Yes, the dual licensing business model is becoming increasingly popular among open source companies as it paves the way for long-term financial viability. Other companies that offer dual licensing include MySQL, Trolltech, Sleepycat, RealNetworks' Helix project, OpenOffice.org, Digium, OSAF, MandrakeSoft, Technical Pursuit Transvirtual Technologies, and others.

How do I know which license to use?

The overall guiding principle of dual licensing is one of fair exchange or quid pro quo which means "something for something". So if your software is 100 percent open source and GPL-compatible, we encourage you to use the GPL-version of Quantum Leaps software. For all other users, we recommend that you purchase one of our commercial licenses.

Linux™ applications are not ordinarily considered a GPL derivative. Why then QP™ applications are?

Indeed, past accepted use demonstrates that in the case of Linux™, any application that runs in the User Space is not ordinarily considered a GPL derivative, (provided it uses standard system calls). However, statically linked binaries that run in the Kernel Space are presumed to be Linux™ derivatives. Moreover, binary-only distributions running in either the User Space or the Kernel Space could still be considered GPL derived works. (See the online article "Linux GPL Derivatives in a Nutshell")

In contrast to Linux™, applications based on the QP™ frameworks are always statically linked with the QP™ library. Therefore, QP™ itself must be considered an inseparable "part of a whole". GPL Section 2 clearly prescribes that in this case "the distribution of the whole must be on the terms of this [GPL] License". (For more information on our guidelines for distributing application software please refer to our "Open Source Licensing" section.)

Do I get the same QP™ frameworks under either license?

Yes. All Quantum Leaps products are identical under either the GPL license or the commercial licenses. This is the only way compatible with the open source mission, as described by Richard Stallman in his article On Selling Exceptions to the GNU GPL. Specifically to this question, Richard Stallman explains:

We must distinguish the practice of selling exceptions from something crucially different: proprietary extensions or proprietary versions of a free program. These two activities, even if practiced simultaneously by one company, are different issues. In selling exceptions, the same code that the exception applies to is available to the general public as free software. An extension or a modified version that is only available under a proprietary license is proprietary software, pure and simple, and no better than any other proprietary software.

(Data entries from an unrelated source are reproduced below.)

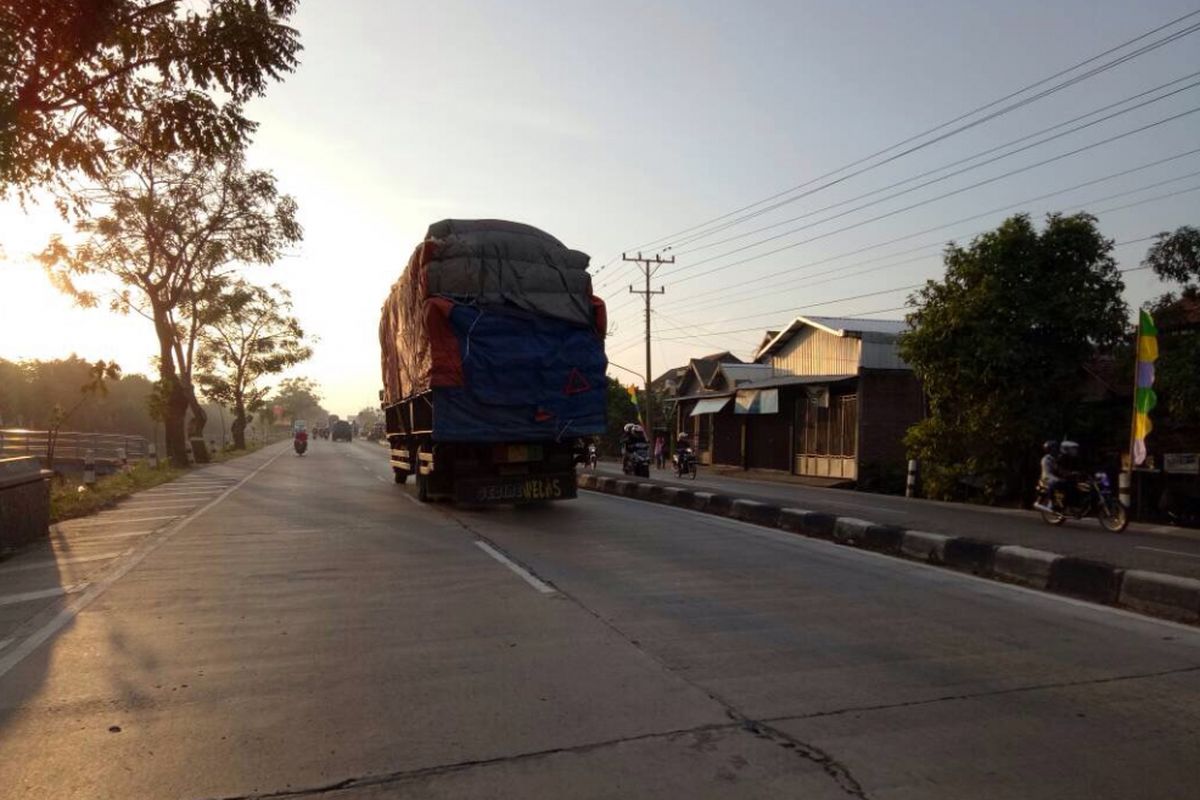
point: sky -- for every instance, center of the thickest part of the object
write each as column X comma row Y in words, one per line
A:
column 616, row 125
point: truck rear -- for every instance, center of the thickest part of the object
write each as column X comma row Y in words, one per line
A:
column 493, row 364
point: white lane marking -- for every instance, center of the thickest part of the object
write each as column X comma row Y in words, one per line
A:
column 41, row 594
column 1159, row 549
column 45, row 563
column 997, row 587
column 544, row 588
column 35, row 639
column 106, row 536
column 118, row 521
column 155, row 505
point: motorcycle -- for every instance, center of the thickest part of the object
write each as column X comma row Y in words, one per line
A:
column 685, row 463
column 636, row 459
column 1092, row 498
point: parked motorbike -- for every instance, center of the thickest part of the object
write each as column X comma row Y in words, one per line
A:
column 685, row 463
column 1092, row 498
column 636, row 459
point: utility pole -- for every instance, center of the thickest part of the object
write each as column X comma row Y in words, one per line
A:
column 648, row 266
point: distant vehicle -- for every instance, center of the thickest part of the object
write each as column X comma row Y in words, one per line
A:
column 342, row 432
column 493, row 364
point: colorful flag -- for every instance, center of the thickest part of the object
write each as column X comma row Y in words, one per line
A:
column 1144, row 397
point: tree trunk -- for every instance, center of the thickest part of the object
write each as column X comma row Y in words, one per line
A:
column 199, row 417
column 239, row 423
column 175, row 413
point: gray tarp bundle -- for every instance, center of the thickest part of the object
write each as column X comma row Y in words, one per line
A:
column 484, row 263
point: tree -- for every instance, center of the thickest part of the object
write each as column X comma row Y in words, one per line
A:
column 172, row 233
column 621, row 410
column 1175, row 258
column 299, row 398
column 253, row 336
column 97, row 374
column 81, row 76
column 1000, row 347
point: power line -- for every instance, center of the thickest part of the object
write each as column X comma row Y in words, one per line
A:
column 918, row 204
column 941, row 126
column 977, row 155
column 742, row 294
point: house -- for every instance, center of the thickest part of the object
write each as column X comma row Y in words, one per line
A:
column 825, row 397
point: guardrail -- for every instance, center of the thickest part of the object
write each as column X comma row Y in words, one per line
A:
column 73, row 445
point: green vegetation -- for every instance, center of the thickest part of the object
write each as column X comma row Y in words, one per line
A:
column 252, row 336
column 1001, row 344
column 79, row 74
column 71, row 499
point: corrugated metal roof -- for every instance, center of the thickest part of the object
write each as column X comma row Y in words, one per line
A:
column 793, row 380
column 856, row 325
column 743, row 372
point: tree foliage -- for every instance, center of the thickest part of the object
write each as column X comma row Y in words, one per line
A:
column 1000, row 346
column 252, row 335
column 1175, row 257
column 298, row 398
column 169, row 234
column 87, row 83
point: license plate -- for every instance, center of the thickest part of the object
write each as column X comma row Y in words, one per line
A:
column 517, row 453
column 516, row 489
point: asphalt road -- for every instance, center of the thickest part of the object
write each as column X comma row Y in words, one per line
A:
column 1161, row 548
column 304, row 627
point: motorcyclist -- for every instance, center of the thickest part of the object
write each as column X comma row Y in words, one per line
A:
column 1057, row 471
column 683, row 444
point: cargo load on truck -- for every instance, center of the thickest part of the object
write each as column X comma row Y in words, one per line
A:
column 492, row 359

How much does a commercial QP™ license cost?

At Quantum Leaps we are as open with pricing as we are open with respect to our source code. The complete price list for our commercial licenses and support contracts is available from the "Commercial Licensing" section of this web site.

Can I evaluate QP™ frameworks under the GPL even though I have commercial use in mind?

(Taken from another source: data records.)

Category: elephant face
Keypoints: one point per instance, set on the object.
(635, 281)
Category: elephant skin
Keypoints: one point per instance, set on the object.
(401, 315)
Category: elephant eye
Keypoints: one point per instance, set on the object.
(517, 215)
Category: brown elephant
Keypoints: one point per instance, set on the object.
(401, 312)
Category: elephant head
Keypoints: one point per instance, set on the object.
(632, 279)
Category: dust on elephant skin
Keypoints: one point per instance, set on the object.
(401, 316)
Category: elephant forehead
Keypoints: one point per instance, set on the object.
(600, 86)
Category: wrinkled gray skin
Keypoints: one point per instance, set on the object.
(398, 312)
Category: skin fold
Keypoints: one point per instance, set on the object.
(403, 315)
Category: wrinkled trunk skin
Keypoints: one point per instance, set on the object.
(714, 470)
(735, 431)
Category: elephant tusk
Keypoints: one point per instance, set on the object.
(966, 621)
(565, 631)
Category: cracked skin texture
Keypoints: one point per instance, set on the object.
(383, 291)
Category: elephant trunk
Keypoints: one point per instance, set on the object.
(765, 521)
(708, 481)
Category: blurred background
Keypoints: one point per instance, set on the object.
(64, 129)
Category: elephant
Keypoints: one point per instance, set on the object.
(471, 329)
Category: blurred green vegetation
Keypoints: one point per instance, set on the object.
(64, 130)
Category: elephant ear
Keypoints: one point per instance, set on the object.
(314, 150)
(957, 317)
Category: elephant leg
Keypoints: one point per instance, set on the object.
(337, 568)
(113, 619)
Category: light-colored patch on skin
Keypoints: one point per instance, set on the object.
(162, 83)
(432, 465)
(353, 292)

Yes, you can use the GPL version for evaluation as long as you don't distribute Quantum Leaps software or any derivative works based upon it in any way. In this respect, evaluating dual-licensed software delivers a large advantage over highly supervised trial licensing practices still so common in the embedded systems marketplace.

Obviously, when you decide to distribute any portion of our software or any derivative works based on it, you go beyond the GPL limits and therefore you should purchase one of our commercial licenses.

How can I contribute to QP™ frameworks?

Even though QP™ frameworks are open source, no third-party contributions are accepted into the QP source code. This is necessary to be sure about the provenance of the code and to be able to offer the "warranty of provenance" to the commercial customers, which is central for practicing the dual-licensing business model. The open source community contributes by performing "massive parallel testing" and then reporting bugs, usability issues, new insights, and feature requests. Please see the Free Support Forum, QP/QM bug Tracker, and QP/QM Feature Requests.

Can Quantum Leaps ever take away the code?

The simple answer is no. Even if circumstances beyond our control prevent Quantum Leaps from producing new open source editions the QP™ frameworks once released under the GPL belong forever to the open source community.